Пока происходило это первое знакомство с кальмаром, дно лодки закрылось слоем извивающихся, пищащих и брызгающих чернилами моллюсков. Некоторые из них судорожно сжимали в щупальцах рыбу, цепляясь за нее, будто от этого зависело их спасение. Отчерпав основную часть улова, бригадир скомандовал рыбакам, и те, приподняв сеть, вывалили всех оставшихся кальмаров к нам в лодку.

На этом лов закончился. Невод опустили в воду. Катерок взял нас на буксир и повел обратно. Бригадир, присев в лодке на банку, выбирал рыбу из месива коричневых, прыгающих кальмаров.

— Смотрите, как каракатицы обдирают рыбу, — сказал он, показывая крупного анчоуса с. израненными боками, на которых кожа висела клочьями. — Вы себе отобрали, что нужно?

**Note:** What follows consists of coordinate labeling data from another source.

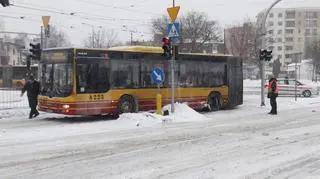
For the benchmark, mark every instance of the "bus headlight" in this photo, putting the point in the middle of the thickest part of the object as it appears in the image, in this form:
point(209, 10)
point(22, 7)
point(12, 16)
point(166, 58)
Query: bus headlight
point(66, 106)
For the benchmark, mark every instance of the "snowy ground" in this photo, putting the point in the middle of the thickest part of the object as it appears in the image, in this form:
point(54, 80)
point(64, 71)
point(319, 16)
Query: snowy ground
point(241, 143)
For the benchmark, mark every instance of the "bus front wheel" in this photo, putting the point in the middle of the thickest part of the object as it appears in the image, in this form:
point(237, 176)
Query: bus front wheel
point(214, 101)
point(127, 104)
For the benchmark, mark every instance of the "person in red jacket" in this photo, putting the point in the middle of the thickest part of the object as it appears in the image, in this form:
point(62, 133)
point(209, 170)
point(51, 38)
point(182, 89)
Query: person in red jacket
point(33, 89)
point(273, 94)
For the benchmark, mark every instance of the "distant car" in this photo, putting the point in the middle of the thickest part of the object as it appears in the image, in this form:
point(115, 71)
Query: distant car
point(287, 87)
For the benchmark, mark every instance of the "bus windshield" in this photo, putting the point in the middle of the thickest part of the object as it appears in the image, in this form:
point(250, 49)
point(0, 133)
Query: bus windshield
point(56, 72)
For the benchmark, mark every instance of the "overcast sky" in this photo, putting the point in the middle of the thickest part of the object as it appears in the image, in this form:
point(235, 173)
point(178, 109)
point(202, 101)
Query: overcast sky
point(130, 14)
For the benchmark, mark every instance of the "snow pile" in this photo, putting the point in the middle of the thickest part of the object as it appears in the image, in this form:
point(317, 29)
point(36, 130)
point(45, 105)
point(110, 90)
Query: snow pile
point(182, 113)
point(251, 83)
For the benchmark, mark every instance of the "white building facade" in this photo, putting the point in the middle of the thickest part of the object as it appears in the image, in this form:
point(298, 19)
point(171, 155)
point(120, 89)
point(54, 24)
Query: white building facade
point(291, 31)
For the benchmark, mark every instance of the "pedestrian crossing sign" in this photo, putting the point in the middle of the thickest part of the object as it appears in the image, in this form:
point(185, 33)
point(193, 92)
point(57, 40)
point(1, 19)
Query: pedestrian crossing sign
point(173, 30)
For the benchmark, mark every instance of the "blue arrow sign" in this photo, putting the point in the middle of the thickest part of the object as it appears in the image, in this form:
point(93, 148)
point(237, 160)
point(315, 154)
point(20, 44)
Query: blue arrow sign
point(157, 76)
point(173, 30)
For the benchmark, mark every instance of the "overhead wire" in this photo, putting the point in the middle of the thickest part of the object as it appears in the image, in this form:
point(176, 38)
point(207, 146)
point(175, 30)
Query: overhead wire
point(118, 7)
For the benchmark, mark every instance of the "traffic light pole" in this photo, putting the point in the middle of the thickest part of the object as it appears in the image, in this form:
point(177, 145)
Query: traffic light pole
point(41, 40)
point(263, 44)
point(172, 71)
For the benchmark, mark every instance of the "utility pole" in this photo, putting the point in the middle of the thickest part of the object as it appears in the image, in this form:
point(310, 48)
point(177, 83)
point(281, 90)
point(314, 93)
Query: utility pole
point(172, 71)
point(173, 33)
point(263, 29)
point(296, 57)
point(41, 38)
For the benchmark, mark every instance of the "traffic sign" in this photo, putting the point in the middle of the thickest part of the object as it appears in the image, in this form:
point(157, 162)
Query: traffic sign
point(45, 21)
point(157, 75)
point(173, 30)
point(173, 13)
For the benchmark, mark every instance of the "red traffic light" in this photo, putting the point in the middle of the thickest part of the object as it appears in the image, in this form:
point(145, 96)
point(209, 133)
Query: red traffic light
point(4, 3)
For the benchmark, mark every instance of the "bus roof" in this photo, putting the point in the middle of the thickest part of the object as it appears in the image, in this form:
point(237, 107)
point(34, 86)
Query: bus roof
point(151, 49)
point(141, 49)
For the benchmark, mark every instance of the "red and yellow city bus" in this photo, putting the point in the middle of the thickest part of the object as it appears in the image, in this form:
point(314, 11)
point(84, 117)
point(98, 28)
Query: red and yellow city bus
point(78, 81)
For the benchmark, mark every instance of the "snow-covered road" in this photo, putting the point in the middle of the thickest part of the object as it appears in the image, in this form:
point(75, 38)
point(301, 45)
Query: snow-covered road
point(239, 143)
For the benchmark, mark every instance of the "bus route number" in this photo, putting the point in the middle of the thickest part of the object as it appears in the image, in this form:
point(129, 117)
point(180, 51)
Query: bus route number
point(96, 97)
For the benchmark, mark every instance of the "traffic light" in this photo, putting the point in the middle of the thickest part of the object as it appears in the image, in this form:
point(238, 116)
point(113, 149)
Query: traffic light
point(176, 52)
point(4, 3)
point(28, 62)
point(268, 55)
point(167, 49)
point(262, 54)
point(265, 55)
point(36, 51)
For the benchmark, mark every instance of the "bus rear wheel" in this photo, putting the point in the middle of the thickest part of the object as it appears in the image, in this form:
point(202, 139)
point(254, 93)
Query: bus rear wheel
point(214, 101)
point(127, 104)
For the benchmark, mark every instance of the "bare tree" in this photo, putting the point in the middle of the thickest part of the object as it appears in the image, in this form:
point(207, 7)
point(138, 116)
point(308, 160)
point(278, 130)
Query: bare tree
point(57, 38)
point(102, 39)
point(159, 28)
point(196, 30)
point(243, 40)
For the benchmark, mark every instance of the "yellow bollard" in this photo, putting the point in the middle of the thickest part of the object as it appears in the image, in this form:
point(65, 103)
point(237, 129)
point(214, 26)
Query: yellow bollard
point(159, 103)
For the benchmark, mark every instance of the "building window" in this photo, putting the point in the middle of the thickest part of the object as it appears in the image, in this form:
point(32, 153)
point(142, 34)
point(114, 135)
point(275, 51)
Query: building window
point(270, 23)
point(289, 47)
point(311, 15)
point(271, 40)
point(314, 32)
point(270, 32)
point(288, 55)
point(289, 31)
point(308, 32)
point(290, 23)
point(289, 39)
point(311, 23)
point(290, 14)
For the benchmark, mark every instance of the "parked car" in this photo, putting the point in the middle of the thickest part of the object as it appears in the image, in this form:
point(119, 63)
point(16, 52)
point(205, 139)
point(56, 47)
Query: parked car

Я вспомнила о своем пленнике. Надо было скорее менять ему воду. Николай говорил, что головоногие плохо переносят собственные чернила. Через марлю я сменила воду и заглянула в ведро. Кальмар медленно плавал, ощупывая стенки своей тюрьмы. Он стал почти бесцветным, с бледной, коричневатой полоской пятен на спине. Может быть, он помят? Пока не поздно, надо взять еще одного. Я выбрала небольшого, но очень бойкого моллюска и кинула его в воду, избежав на этот раз извивающихся щупалец. Опять расплылось облако чернил и опять пришлось менять воду.

— Что мало взяли каракатиц? — спросил бригадир.

— Вы их называете каракатицами? Ведь это кальмары. А каракатица выглядит совсем иначе.

— Кальмаров мы знаем, они иной раз попадаются в прилове на сейнерах, а это каракатицы, — сказал бригадир с полнейшей уверенностью.

— А как выглядит тот, кого вы называете кальмаром?

— Такой небольшой, покруглее вот этих и светлее, только кое-где пятнышки, как веснушки.

Судя по описанию, это было ро’ссия, близкая родственница каракатицы, животное из класса головоногих моллюсков, как кальмары и осьминоги. В дальнейшем мне нередко приходилось сталкиваться с этой путаницей в названиях: все рыбаки называют кальмаров каракатицами, а ро'ссий — кальмарами. Иногда возникали небольшие недоразумения: спрашиваешь об одном животном, а получаешь ответ о другом.